Nirodbaran
Correspondence with Sri Aurobindo
The Complete Set
But how terrifying is your “Look here”! What I have heard about your extreme seriousness in former days,1 is quite enough not to invite it farther on my poor head!
Bad logic again! when I write “Look here!” it means I am not serious, however terrifying I may be.
Only I find that you have beaten me right and left for what I did not even intend to say.
Of course! One is most responsible for what one does not intend. It is besides the nature of bad logic to imply what the logician did not mean or did not know that he meant. Ignorance is no defence in law and non-intention is no defence in logic. Such is the beauty of life!

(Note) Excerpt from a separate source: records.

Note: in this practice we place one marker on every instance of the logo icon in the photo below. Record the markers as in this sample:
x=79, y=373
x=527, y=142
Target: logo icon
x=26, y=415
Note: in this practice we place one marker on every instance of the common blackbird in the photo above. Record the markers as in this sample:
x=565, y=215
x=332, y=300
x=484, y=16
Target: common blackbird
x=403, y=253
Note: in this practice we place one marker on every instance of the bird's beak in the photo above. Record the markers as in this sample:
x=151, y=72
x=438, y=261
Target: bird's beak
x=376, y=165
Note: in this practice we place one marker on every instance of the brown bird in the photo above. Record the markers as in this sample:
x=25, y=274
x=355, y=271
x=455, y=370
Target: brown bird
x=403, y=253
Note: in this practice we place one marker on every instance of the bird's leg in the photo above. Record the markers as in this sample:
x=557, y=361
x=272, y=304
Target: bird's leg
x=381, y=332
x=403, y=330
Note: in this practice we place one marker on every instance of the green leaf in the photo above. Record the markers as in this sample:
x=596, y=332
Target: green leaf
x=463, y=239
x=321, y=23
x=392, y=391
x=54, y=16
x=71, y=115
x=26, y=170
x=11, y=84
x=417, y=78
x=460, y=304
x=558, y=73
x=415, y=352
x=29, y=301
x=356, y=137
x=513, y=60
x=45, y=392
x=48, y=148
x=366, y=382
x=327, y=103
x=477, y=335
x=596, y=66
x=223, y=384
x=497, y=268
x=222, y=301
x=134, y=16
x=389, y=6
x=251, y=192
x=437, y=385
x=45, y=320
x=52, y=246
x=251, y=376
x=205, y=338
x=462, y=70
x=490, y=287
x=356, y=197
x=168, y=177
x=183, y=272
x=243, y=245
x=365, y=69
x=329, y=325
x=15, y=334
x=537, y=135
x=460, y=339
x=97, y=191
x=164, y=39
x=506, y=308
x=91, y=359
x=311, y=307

G.L. came for glycerine. Rajangam asked me to see his throat, since he has been going on applying it mechanically. I thought it was not my business in absence of any complaint from him. There is chronic catarrh which subsides with present remedies, he says. Shall we use stronger throat-paints? R says that it is our duty to see how a man is getting on, even though he doesn't himself volunteer for examination or treatment.
R's theory is excessive. We are doubtful about the advisability of stronger paintings – it tends to dull down the natural resistance in the throat.
12.02.1935
1 “The man who never smiles”, said Henry W. Nevinson, English writer and journalist who had met Sri Aurobindo in 1907 during his full revolutionary activities.